暇さえ出来れば、すぐ城下の方へ行っちゃうし、
寝る前に鉢巻ずっと眺めてるし、
ああ、あちこちの団子屋に行かなくなったよね。

なぁ旦那、本当に気付いてないの・・・・・・?



「・・・旦那、明かりも点けないでどうしたの。」

任務から戻ると、既に戻っているはずの主人の部屋が真っ暗になっていた。最初はもう寝ているのかと思ったんだけど・・・。
「旦那ー、お土産ー。」と声を掛けると寝てても飛び起きてくるくせに、・・・反応が無かった。

「おお・・・もう夜になっておったか・・・。」
「・・・旦那?何時からそうしてたの?」
暗い中、部屋の片隅で縮こまる人影を見た時は正直怖かった。

旦那、魂抜けてますよー。

「桃ちゃんとまた何かあった?」
なんて冷やかしても無駄だろうけど。

「桃殿・・・結婚するのだそうだ。」

え!?

「旦那、何でそれ知ってんの!?」
「佐助・・・お前、知っておったのか。
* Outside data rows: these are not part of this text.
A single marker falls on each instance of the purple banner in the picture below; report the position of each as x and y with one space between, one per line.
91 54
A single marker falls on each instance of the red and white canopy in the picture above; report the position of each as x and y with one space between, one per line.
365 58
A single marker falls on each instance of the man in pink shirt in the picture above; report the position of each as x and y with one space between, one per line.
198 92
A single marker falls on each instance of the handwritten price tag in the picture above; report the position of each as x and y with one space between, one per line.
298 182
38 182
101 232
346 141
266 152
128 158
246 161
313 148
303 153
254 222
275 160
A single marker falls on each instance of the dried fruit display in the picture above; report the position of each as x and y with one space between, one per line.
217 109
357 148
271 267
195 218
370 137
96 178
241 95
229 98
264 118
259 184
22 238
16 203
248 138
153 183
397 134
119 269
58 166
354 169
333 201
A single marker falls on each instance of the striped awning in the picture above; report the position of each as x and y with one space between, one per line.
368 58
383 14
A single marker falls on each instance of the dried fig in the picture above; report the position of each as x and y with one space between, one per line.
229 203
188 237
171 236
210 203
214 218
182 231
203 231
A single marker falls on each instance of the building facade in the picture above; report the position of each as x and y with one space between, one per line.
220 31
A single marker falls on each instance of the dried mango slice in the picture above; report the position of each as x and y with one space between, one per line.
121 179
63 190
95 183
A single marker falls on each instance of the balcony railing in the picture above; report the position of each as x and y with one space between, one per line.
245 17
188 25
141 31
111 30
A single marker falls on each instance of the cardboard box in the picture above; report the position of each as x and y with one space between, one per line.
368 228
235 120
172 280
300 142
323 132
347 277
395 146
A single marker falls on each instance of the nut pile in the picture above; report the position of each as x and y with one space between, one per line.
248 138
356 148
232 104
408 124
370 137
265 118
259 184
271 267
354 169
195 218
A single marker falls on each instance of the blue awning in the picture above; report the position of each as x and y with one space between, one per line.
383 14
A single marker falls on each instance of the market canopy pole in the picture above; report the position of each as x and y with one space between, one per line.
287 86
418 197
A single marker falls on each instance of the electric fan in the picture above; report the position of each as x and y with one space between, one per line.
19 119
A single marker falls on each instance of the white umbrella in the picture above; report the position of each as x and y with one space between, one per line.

」
「ふうん・・・。それで元気無いって訳だ。」
「そのような事は無い!よ、良い知らせを聞いたのだ。桃殿が婿を取れば、桜花庵は安泰なのだ。」

旦那、本当に、気付いてなくてそれ言ってんの・・・・・・?

「・・・旦那はさぁ、何で毎日のようにあの団子屋に行くの?」
「桜花庵の事か?あそこのおはぎは絶品だとは思わぬか?うう、いかん。思い出したら腹が減ってきた。」

「・・・何で、その鉢巻だけいつも持ってんの?」
「これか?そうだなあ。これを身に着けていると不思議と心が引き締まる気がするのだ。新しい物は良いな。」


あーはいはい。もうちょっと直球でいきますか。


「旦那、桃ちゃんの事どう思ってんの?」

「桃殿・・・・・・?良きおなごでござるな。」

・・・来た来た!

「あの歳で店を切り盛りし、客からの人望も厚い。」 

そうじゃなくて・・・あーもういいよ。
馬鹿馬鹿しくなってきた。

「ほんと良かったよねー。桃ちゃん、あの颯太って奴と幸せになれればいいよねー。」

「・・・ああ・・・・・・。」



なあ旦那、早く気付いてよ。
取り返しのつかない事になる前に。


旦那の心、傷ついているんだよ。